The burning man who ignited the Burning Man ran toward his safety crew, but his crew was also running away from the premature explosions. He was, eventually, safely put out. The video shows all the action.

***

In 1998, Joegh Bullock, then a member of Burning Man’s owning LLC, burned down his own camp. The result of using tiki torches for illumination and hay bales for the structure.

This surprisingly lead to the departure of long time Man builder Chris Campbell. Chris had already become disenchanted with the event’s changing look and feel. However, the catalyst for the public break was the annual Donner Award being given to a DPW worker who got his truck smashed by a train on the tracks bordering the playa. Campbell thought Bullock deserved the award. He noted: “I said publically at a post event meeting that the LLC obviously wanted to just be a love fest. And they all stared at me, like I’d forced their hand on something they didn’t want to talk about.”
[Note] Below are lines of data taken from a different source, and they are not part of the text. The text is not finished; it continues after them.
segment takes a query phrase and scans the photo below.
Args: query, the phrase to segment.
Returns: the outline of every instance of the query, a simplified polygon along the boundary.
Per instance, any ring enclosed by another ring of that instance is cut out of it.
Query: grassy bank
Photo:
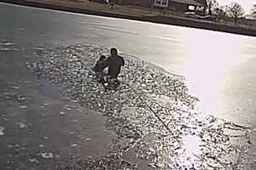
[[[1,0],[1,2],[43,8],[129,19],[140,21],[148,21],[153,23],[168,24],[256,37],[256,30],[250,29],[249,27],[238,27],[234,26],[227,26],[224,24],[216,24],[210,21],[189,20],[172,15],[160,15],[159,12],[156,11],[150,12],[149,10],[145,10],[143,8],[133,8],[122,6],[119,6],[117,8],[112,10],[108,5],[82,0]]]

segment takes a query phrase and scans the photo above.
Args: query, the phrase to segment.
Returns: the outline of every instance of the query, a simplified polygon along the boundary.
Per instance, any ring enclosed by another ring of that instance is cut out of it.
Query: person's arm
[[[122,66],[125,66],[125,60],[123,57],[122,57]]]
[[[102,63],[102,68],[106,69],[109,65],[109,58],[108,58],[105,61]]]

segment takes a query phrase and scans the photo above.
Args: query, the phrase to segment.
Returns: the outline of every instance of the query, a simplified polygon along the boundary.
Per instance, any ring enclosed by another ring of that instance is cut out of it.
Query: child
[[[104,82],[103,70],[105,69],[104,64],[106,59],[107,57],[105,55],[101,55],[100,59],[97,60],[96,65],[92,69],[92,71],[94,71],[96,73],[96,78],[101,82]]]

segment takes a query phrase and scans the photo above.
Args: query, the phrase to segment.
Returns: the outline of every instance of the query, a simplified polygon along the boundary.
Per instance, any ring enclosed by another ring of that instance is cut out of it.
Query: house
[[[203,10],[207,7],[206,0],[154,0],[154,7],[166,8],[178,13]]]
[[[206,0],[121,0],[122,5],[164,8],[184,13],[207,7]]]

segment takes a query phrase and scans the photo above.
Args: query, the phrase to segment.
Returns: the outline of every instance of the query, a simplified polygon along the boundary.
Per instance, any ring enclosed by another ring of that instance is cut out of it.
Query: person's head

At the award ceremony Bullock offered to share it, but Campbell insisted “it’s all yours”. Campbell insists this made the other organizers leery of him - he was cut out of discussions and had budgets that had been promised him arbitrarily reduced. And after 1999, he began making public complaints about the increasingly heavy damage to the desert surface. “Why are we digging holes? Why are we Trenching? Why don’t we call up some solar people and some wind people and subsidize installation of low-voltage lights….” After nine years, Chris Campbell stopped building the Man.

***

Everyone in 1998 survived, even the wounded Flash. In 1999, the city plan reflected the design that survives today. From the beginning of the desert event, Larry rejected the idea of having the Man with the camps. Beyond the fire danger, he noted “I said no because at the beach it was against this great horizon, integral to the original experience. My aesthetic intuition told me it should be that way.” Larry noticed that the entire city had - without intention - emulated the shape that the first small band attracted to his and Jerry’s burning figure on the beach formed more than a decade earlier, a natural half circle, contemplating the wonder of that proto-man.